A Assembleia Legislativa aprovou, na generalidade, as alterações à Lei eleitoral para o Chefe do Executivo decorrentes da criação do Instituto para os Assuntos Municipais. No entanto, a aprovação não foi serena com Au Kam San, Ng Kuok Cheong, Sulu Sou e José Pereira Coutinho a levantarem questões de legalidade por só agora ser criado um órgão previsto na Lei Básica
Inês Almeida
As alterações à Lei eleitoral para o Chefe do Executivo decorrentes da criação do Instituto para os Assuntos Municipais (IAM) eram o tema central, porém, o debate no seio da Assembleia Legislativa acabou por voltar a focar-se no facto de os membros do órgão recém-criado não representarem a sociedade.
As questões foram levantadas pelos deputados da ala pró-democrática, Au Kam San, Ng Kuok Cheong, Sulu Sou e Pereira Coutinho que votaram contra a proposta que acabou por ser aprovada na generalidade.
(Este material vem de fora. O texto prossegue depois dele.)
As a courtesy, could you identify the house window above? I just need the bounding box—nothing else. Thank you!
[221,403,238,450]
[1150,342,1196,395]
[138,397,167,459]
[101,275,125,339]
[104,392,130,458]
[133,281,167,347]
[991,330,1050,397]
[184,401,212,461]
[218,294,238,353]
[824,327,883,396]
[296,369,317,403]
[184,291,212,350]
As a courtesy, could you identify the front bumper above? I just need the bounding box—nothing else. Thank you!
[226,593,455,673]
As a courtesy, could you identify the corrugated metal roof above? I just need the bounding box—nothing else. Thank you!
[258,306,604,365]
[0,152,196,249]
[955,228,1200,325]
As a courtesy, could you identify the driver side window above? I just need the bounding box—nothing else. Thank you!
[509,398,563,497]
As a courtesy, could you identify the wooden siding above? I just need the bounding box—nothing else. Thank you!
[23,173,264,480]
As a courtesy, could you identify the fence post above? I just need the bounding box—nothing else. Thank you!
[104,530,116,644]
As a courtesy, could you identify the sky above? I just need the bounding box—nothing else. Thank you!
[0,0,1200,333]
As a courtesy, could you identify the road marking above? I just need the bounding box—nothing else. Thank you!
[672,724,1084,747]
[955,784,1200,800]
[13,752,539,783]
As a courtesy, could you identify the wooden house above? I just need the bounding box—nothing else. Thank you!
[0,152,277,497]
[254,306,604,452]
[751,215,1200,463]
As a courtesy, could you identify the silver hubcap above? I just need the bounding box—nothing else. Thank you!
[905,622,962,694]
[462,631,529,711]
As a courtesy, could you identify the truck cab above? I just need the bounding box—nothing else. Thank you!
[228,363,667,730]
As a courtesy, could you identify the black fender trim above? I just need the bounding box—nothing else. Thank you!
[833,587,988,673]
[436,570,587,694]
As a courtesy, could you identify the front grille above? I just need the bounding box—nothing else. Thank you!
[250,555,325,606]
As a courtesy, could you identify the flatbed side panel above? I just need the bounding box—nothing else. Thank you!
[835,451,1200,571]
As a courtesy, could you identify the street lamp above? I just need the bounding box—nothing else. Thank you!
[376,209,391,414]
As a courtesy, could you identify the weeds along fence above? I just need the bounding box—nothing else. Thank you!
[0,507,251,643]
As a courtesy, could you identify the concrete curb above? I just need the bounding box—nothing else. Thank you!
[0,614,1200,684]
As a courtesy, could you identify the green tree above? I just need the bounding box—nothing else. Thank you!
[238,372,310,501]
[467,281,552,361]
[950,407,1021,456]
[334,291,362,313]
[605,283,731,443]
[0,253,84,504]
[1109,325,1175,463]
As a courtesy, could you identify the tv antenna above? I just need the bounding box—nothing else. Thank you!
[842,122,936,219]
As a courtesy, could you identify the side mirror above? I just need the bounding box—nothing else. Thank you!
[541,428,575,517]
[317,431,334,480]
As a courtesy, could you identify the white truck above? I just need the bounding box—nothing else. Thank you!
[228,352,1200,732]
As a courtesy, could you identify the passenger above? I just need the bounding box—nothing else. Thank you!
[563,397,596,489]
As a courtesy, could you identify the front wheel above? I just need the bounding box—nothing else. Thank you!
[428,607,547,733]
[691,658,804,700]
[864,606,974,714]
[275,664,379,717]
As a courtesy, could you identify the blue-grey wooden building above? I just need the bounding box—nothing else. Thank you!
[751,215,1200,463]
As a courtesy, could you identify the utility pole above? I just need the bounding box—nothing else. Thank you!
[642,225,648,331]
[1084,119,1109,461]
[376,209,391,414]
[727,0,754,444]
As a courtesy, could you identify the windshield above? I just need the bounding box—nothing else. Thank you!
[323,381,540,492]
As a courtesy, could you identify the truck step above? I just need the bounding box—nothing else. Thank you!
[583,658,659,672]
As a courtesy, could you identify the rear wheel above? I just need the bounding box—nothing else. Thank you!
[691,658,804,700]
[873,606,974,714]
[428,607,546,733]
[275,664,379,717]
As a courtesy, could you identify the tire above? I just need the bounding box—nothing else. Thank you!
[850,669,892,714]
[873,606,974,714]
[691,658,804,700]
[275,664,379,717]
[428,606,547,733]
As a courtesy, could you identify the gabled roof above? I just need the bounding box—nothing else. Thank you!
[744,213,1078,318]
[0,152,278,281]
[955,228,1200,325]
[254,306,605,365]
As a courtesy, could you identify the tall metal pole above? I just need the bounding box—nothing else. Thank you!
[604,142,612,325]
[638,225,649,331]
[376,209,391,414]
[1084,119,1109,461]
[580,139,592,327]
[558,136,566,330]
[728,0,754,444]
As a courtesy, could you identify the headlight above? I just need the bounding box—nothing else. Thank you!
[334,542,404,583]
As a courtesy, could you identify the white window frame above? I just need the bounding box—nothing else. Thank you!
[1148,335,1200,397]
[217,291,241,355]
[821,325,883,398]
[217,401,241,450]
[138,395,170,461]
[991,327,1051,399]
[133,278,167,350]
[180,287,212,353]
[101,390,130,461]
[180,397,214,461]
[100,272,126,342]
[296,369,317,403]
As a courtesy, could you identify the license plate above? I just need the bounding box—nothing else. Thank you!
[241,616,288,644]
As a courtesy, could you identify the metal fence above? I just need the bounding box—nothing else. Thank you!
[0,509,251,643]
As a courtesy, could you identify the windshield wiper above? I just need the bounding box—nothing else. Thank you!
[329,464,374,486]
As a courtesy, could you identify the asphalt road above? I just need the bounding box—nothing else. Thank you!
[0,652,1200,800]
“Segundo a Lei Básica, quando seja necessário, o Chefe do Executivo pode ser eleito por sufrágio universal, mas agora propõe-se alterar a lei eleitoral para o Chefe do Executivo e lamento que não tenham tido em consideração este aspecto. Está desprovido de qualquer sentido democrático que estas pessoas nomeadas pelo Chefe do Executivo vão ser responsáveis pela eleição. Não se regista qualquer progresso”, contestou Ng Kuok Cheong.
Au Kam San teceu críticas semelhantes. “A Lei Básica prevê que a Comissão Eleitoral do Chefe do Executivo seja composta por quatro sectores. É muito clara. Em 2001, o Instituto para os Assuntos Cívicos e Municipais (IACM) substituiu os órgãos municipais, mas ao nível dos quatro sectores [na Comissão Eleitoral] há uma falta de representantes. Na segunda, terceira e quarta eleição do Chefe do Executivo, em termos constitucionais, há falhas”.
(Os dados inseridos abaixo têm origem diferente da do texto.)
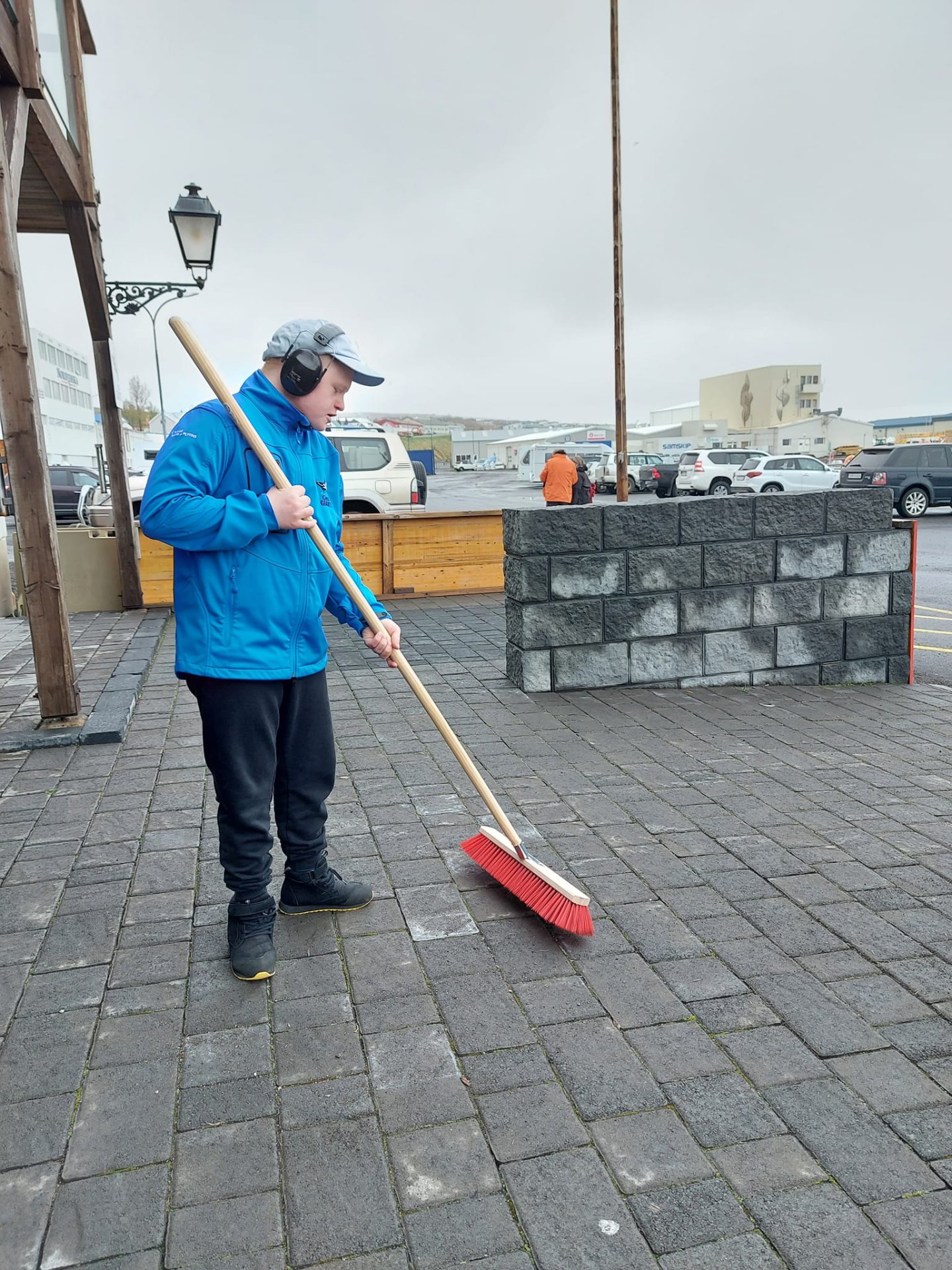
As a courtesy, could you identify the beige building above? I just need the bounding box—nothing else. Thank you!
[697,366,822,432]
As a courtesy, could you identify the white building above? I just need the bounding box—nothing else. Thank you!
[29,327,103,466]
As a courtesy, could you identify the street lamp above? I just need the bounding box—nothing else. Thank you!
[105,182,221,436]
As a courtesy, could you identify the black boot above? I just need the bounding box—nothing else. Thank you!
[229,897,277,979]
[278,856,373,915]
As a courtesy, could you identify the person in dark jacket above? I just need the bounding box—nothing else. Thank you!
[139,320,400,979]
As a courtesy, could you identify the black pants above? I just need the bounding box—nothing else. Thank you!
[185,671,334,903]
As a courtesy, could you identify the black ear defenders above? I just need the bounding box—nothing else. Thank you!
[280,321,344,396]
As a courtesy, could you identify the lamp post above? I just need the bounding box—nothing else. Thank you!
[105,182,221,436]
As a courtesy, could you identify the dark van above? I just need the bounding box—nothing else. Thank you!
[839,442,952,517]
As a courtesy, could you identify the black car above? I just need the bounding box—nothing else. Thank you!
[839,442,952,517]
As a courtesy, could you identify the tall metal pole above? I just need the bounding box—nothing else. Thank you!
[610,0,628,503]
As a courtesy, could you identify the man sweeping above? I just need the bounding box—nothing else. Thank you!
[139,320,400,979]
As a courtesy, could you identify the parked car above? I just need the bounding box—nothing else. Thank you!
[589,451,661,494]
[839,442,952,517]
[639,460,678,498]
[731,454,839,494]
[674,447,770,495]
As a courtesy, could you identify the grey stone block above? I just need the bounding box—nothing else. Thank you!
[505,644,552,692]
[820,657,886,683]
[752,494,826,538]
[606,595,678,640]
[505,599,602,649]
[590,1107,713,1195]
[602,501,678,551]
[705,627,773,675]
[889,570,912,613]
[777,621,843,665]
[754,581,822,626]
[629,635,703,683]
[549,551,627,599]
[753,665,820,687]
[628,546,703,595]
[705,541,775,587]
[502,507,602,555]
[822,573,901,618]
[552,644,628,692]
[767,1081,942,1204]
[680,587,752,632]
[847,530,912,573]
[679,498,754,542]
[825,485,892,533]
[777,536,846,579]
[631,1173,753,1252]
[847,613,910,661]
[502,1147,655,1270]
[502,556,548,605]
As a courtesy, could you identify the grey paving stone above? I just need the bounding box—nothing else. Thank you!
[750,974,886,1058]
[692,993,781,1034]
[886,1103,952,1160]
[581,952,690,1027]
[477,1085,589,1161]
[539,1019,665,1120]
[280,1076,373,1129]
[0,1009,97,1103]
[767,1081,941,1204]
[274,1023,364,1085]
[502,1148,654,1270]
[746,1183,905,1270]
[171,1119,278,1208]
[178,1072,277,1133]
[514,976,606,1026]
[182,1026,272,1088]
[665,1074,783,1147]
[625,1023,734,1082]
[462,1045,555,1093]
[590,1107,713,1195]
[63,1058,178,1181]
[721,1027,829,1088]
[40,1165,169,1270]
[404,1195,522,1270]
[387,1119,501,1210]
[0,1165,58,1270]
[631,1177,753,1252]
[868,1190,952,1270]
[711,1134,826,1197]
[165,1191,282,1270]
[366,1027,472,1133]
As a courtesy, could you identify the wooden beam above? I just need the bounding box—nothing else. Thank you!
[63,0,97,206]
[0,93,80,719]
[0,87,29,207]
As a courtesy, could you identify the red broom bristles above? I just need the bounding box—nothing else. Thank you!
[459,833,595,935]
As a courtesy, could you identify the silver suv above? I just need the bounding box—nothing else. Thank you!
[674,446,770,495]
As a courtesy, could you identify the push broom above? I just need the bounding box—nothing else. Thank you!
[169,318,594,935]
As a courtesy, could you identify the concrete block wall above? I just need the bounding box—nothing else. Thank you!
[502,489,912,692]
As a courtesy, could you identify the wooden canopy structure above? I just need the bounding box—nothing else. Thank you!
[0,0,142,719]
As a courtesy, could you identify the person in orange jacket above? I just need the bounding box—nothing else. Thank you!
[539,450,579,507]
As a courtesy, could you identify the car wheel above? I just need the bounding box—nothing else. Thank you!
[413,458,426,507]
[898,487,929,518]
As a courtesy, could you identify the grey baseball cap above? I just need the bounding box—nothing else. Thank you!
[262,318,383,389]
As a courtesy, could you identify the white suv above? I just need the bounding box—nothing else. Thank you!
[674,447,768,495]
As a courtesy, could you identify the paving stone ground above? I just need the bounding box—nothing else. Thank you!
[0,598,952,1270]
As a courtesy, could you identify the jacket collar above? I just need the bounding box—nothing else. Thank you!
[239,371,311,432]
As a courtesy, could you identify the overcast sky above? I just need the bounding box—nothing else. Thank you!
[20,0,952,425]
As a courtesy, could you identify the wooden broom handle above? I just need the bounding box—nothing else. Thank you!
[169,318,526,859]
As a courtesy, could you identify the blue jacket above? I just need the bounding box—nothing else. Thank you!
[139,371,387,679]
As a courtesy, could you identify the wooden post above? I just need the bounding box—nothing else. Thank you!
[0,92,80,719]
[610,0,628,503]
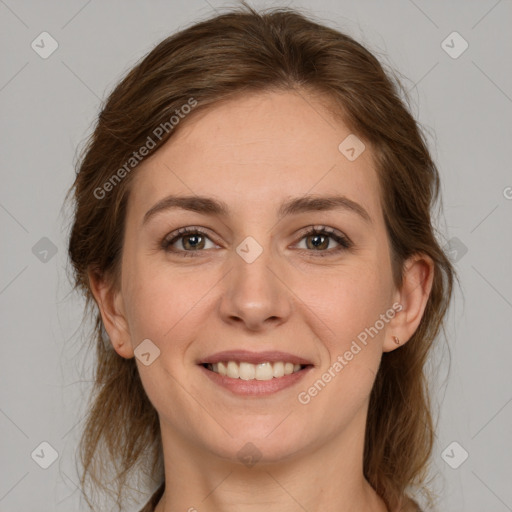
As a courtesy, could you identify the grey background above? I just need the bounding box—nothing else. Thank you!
[0,0,512,512]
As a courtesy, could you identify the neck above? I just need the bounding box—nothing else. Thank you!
[155,410,387,512]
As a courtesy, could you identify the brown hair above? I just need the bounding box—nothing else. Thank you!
[65,3,456,509]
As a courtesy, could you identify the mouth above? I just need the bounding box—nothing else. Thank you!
[197,350,314,397]
[201,361,313,381]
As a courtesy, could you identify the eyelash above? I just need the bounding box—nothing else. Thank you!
[160,226,353,258]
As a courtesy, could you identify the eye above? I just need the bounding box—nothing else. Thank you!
[292,226,353,257]
[160,226,353,257]
[161,226,215,256]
O deputado vai mais longe e indica que, uma vez que os membros do Conselho de Administração do IAM que farão parte da Comissão Eleitoral do Chefe do Executivo são nomeados, há uma “troca de favores” que “não corresponde à ética política”. “Não se trata só de não haver avanço, há um retrocesso”.
Além disso, Au Kam San defende que sejam afastados na inclusão na Comissão Eleitoral do Chefe do Executivo. “A AL tem direito a 22 lugares na Comissão do Chefe do Executivo, há 33 deputados, sete deles nomeados. Os nomeados não devem ser eleitos como membros da Comissão Eleitoral do Chefe. Se eles forem retirados, continuamos a ter 22”, sublinhou.
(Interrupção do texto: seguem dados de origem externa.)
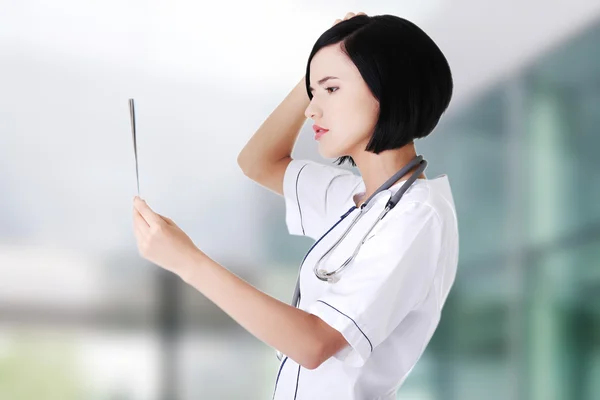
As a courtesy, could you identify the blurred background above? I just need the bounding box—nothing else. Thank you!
[0,0,600,400]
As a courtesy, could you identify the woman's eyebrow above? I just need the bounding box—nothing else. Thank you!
[309,76,339,90]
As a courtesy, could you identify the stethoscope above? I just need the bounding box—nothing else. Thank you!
[277,156,427,361]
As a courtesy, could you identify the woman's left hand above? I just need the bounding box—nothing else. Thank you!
[133,196,206,276]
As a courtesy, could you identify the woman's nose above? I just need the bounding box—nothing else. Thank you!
[304,101,321,120]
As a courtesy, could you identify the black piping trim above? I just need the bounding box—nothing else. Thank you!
[296,164,308,236]
[317,300,373,353]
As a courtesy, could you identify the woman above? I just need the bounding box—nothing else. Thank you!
[134,13,458,400]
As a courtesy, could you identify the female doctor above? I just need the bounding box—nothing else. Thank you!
[133,13,458,400]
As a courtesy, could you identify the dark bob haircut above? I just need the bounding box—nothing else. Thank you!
[306,15,453,166]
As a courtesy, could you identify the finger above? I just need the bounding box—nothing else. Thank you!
[158,214,175,225]
[133,208,150,229]
[133,196,161,225]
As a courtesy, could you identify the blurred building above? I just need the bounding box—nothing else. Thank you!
[0,1,600,400]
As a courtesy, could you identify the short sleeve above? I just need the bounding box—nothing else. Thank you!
[307,203,442,367]
[283,160,362,240]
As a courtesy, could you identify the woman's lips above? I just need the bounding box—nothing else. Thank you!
[313,125,329,140]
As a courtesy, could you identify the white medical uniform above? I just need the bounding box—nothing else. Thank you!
[273,160,458,400]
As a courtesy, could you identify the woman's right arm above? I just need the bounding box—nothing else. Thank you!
[237,77,310,196]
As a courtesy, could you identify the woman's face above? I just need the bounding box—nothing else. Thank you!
[304,43,379,158]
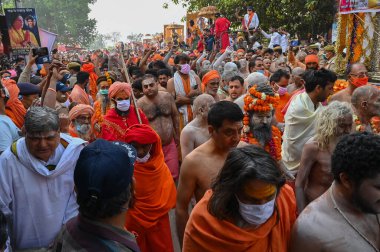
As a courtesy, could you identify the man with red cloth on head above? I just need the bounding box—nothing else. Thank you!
[82,63,98,101]
[215,13,231,50]
[101,81,149,142]
[125,124,177,252]
[69,104,95,142]
[2,79,26,129]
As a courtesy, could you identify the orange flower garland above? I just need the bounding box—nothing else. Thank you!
[242,126,281,161]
Sulu Sou fez questões semelhantes que se prendem com o facto de em 2004, 2009 e 2014 a Comissão Eleitoral do Chefe do Executivo não ter contado com membros de um órgão municipal, conforme está estipulado na Lei Básica, uma vez que ele não existia.
Sónia Chan respondeu assegurando que tudo foi feito de acordo com a Lei Básica, tanto a criação do IAM como as alterações propostas à Lei Eleitoral do Chefe do Executivo.
A resposta não satisfez José Pereira Coutinho que insistiu na questão da responsabilização do Chefe do Executivo. “Nos últimos 18 anos de Macau houve muitos problemas gravosos como corrupção, conluio, tráfico de interesses e tudo isto decorreu das eleições porque não há responsabilização. O Chefe do Executivo só responde perante aqueles 400 membros e não sabemos como é que eles foram escolhidos”, destacou o deputado.
O debate progrediu de forma a que tenham surgido questões de semântica uma vez que a Lei Básica prevê que a RAEM “pode” dispor de órgãos municipais sem poder político, o que poderá não representar uma obrigatoriedade.
“Há muitas formas de ouvir a população”
A Secretária para a Administração e Justiça voltou a usar da palavra para referir que em 2001 e 2002 houve uma revisão da Lei Eleitoral após uma “consulta pública amplamente realizada”. “Segundo o novo regime, foram eleitos o Chefe do Executivo e os deputados. Isto corresponde à realidade de Macau e ao desenvolvimento e participação equilibrada. Todos os regimes têm defeitos e qualidades. No futuro, o Governo vai continuar a garantir a prosperidade de Macau, a aperfeiçoar o regime, e a ouvir a sociedade”, assegurou Sónia Chan.
No que respeita à questão da representatividade, a Secretária apontou que “há muitas formas de ouvir a população”. “A lei do IAM define critérios para os membros como a idoneidade cívica, temos uma posição de abertura quanto à auto-recomendação e vamos dizer à sociedade quais são os critérios de selecção dos membros do IAM”.
Ainda assim, Agnes Lam acredita que a proposta espelha “falta de democracia e de abertura”. De qualquer modo, a deputada acabou por votar a favor da alteração.